Whilst moving through the shacks you could see distant solitary shadows moving along the horizon now and then. I was warned that some people may still live within these spaces.



The site is littered with rusting pieces of machinery which alone seem out of place to what this place has become




The decaying fisherman equipment has started to foster life allowing moss and grass a surface to adhere to


 



A decaying boat, pulled in from a catch and never used again, the rotting machinery are still attached to its stern that pulled it in

Train tracks, no longer going anywhere. Rotten carriages with there wheels collapsed inside of them are not far away

The power station and nearby string of houses, cafe, garden and pub are the only source activity in the area


Sunset on the nearby beach

Thursday, 14 November 2013

Own Work: Ordered Form Versus Chaos November 2013


Experiment to create a juxtaposition between a pure form; in this case a ceramic glazed white tile, with that of a chaotic deterioration. Pioneer species and dirt were intoruduced into a artificailly produced fissue in the moulding process. It was decided in the end that their was an issue with the creation of the crack that ran against the natural decay aim of the project.
 


Thursday, 31 October 2013

Own Work - Site Visit: Sydenham Woods Oct 2013

Sunday walk through Sydenham Woods in South East London, to explore an old folly and disused railway line. Objective was to monitor the decay of man made structures and also to take a look at the concept of the folly.
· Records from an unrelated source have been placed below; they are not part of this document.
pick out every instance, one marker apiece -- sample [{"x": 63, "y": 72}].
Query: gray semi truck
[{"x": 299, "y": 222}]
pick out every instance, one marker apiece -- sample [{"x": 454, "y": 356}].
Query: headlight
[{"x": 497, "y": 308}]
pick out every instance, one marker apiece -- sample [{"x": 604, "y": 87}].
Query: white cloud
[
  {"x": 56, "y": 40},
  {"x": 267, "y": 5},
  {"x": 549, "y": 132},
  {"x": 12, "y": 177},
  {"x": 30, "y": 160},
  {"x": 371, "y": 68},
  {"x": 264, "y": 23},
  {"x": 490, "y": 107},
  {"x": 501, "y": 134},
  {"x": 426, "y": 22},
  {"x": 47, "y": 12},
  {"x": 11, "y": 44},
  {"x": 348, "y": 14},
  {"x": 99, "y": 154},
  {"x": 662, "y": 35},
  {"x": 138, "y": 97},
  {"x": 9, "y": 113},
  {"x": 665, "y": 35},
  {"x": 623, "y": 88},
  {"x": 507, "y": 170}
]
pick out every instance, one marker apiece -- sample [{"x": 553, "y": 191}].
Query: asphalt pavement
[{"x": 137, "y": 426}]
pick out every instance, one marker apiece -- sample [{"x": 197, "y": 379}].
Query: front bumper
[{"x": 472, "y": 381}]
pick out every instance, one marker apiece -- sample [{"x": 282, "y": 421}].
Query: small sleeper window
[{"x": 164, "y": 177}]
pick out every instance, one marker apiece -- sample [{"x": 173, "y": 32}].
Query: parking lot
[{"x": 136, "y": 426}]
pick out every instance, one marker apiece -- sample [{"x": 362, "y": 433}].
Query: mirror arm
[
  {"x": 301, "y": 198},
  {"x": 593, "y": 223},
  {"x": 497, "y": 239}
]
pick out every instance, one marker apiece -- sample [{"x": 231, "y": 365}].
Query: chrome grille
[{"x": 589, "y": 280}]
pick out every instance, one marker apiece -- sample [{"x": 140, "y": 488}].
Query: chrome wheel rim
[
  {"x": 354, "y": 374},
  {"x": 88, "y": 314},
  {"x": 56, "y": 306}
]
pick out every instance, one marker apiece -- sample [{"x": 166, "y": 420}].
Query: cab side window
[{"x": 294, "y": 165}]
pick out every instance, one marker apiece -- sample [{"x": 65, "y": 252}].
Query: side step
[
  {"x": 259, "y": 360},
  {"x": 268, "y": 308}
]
A Folly is constructed primarily for decoration and is purposely made to look like something that is not its intended purpose. An example would be building a castle ruin within a large garden to suggest there once one being there, but it's purpose is now as an attraction or perhaps an area for afternoon tea.
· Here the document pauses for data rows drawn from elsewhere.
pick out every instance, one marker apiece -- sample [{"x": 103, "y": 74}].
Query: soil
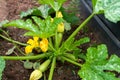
[{"x": 14, "y": 70}]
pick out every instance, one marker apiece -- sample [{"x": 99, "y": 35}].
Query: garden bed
[{"x": 14, "y": 70}]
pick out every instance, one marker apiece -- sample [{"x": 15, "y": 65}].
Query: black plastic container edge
[{"x": 106, "y": 36}]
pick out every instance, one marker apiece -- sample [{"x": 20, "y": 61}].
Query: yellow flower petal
[
  {"x": 59, "y": 14},
  {"x": 60, "y": 27},
  {"x": 35, "y": 38},
  {"x": 35, "y": 75},
  {"x": 44, "y": 45},
  {"x": 28, "y": 49}
]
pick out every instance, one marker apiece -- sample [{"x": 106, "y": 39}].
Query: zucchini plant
[{"x": 47, "y": 31}]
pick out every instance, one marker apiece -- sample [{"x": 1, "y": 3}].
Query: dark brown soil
[{"x": 14, "y": 70}]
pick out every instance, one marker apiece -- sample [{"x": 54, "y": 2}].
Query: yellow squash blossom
[
  {"x": 60, "y": 27},
  {"x": 32, "y": 44},
  {"x": 35, "y": 75},
  {"x": 44, "y": 45}
]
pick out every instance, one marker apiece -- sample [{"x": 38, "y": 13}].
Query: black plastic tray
[{"x": 102, "y": 29}]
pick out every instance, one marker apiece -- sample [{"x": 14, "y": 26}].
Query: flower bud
[{"x": 35, "y": 75}]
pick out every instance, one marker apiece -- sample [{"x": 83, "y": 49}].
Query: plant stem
[
  {"x": 80, "y": 27},
  {"x": 56, "y": 41},
  {"x": 12, "y": 40},
  {"x": 52, "y": 68},
  {"x": 71, "y": 61},
  {"x": 26, "y": 57}
]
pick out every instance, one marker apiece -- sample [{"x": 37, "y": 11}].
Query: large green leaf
[
  {"x": 42, "y": 11},
  {"x": 98, "y": 66},
  {"x": 28, "y": 25},
  {"x": 2, "y": 66},
  {"x": 40, "y": 27},
  {"x": 111, "y": 9},
  {"x": 94, "y": 3},
  {"x": 55, "y": 4}
]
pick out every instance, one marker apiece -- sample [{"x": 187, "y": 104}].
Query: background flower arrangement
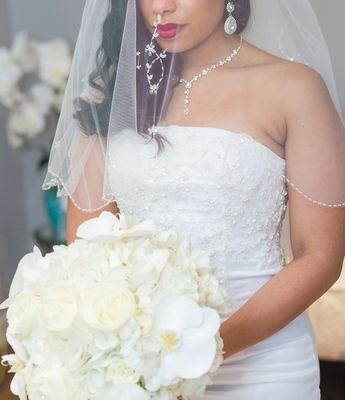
[
  {"x": 33, "y": 78},
  {"x": 31, "y": 105}
]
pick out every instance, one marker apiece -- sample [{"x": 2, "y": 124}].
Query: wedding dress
[{"x": 227, "y": 191}]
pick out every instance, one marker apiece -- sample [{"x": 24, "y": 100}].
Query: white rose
[
  {"x": 59, "y": 308},
  {"x": 118, "y": 372},
  {"x": 107, "y": 306},
  {"x": 123, "y": 391}
]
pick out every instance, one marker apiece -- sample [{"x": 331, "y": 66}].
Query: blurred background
[{"x": 37, "y": 38}]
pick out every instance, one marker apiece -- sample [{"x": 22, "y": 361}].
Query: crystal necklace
[{"x": 189, "y": 84}]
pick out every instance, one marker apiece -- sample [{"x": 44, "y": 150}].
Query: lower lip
[{"x": 171, "y": 33}]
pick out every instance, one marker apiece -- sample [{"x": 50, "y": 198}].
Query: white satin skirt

The above example is a folly of a church ruin, its history and presence within the woods suggests that the land may have once formed part of a large estate or garden. Due to lack of upkeep the folly is beginning to crumble at it's edges, showing modern red bricks hidden beneath the concrete made to look like stone.













The above is further evidence of this lost estate or perhaps of previous landscaping within the woods for the public that has been forgotten about, slowly being reclaimed by nature.






Above is the remenants of the old railway line running through the woods. The track is now gone, but the bridges and tunnels remain. Slowly the growth has taken over and clouded the old track paths. Moss growing out of the brick work and timber beams creating a juxtaposition between industrial heritage and natural decay through new life.







Own Work - Site Visit: Barbican Oct 2013

 The Barbican is a vast estate built during the 1960s and the 1970s designed by Chamberlin, Powell, and Bon; in the centre of London. Before this the area was devastated by world war 2 bombings making it a target site of regeneration. It consists of an art centre, library, school, museum, public gardens and many housing blocks. It also once contained a medical facility, fire station, and a YMCA.



Site of the Barbican as construction begins in the 1960's

Example of a floor plan in part of the housing blocks

Another prototype of an apartment in the estate


Publicity poster cross-section of the Barbican Arts Centre

The Barbican is a prime example of brutalist architecture in the UK and is now grade II listed. Originally some elements were proposed to be white and clad in marble (which is why some of the walls are textured, see photos below), the Barbican vision was gradually scaled back due to costs.

Due to the utopian ideas involved in the vision of this estate,  I went to investigate to see how nature had begun to effect this estate with age and to see if any juxtapositions had begun to form.

Interestingly I found there was a battle for control, between the organised planting plinths (some of which were empty fostering no life, and the cracks in the brick work where there was an abundance. It's funny how we seek to control nature and choose where it should develop and how, yet it is uncontrollable, making a never ending battle.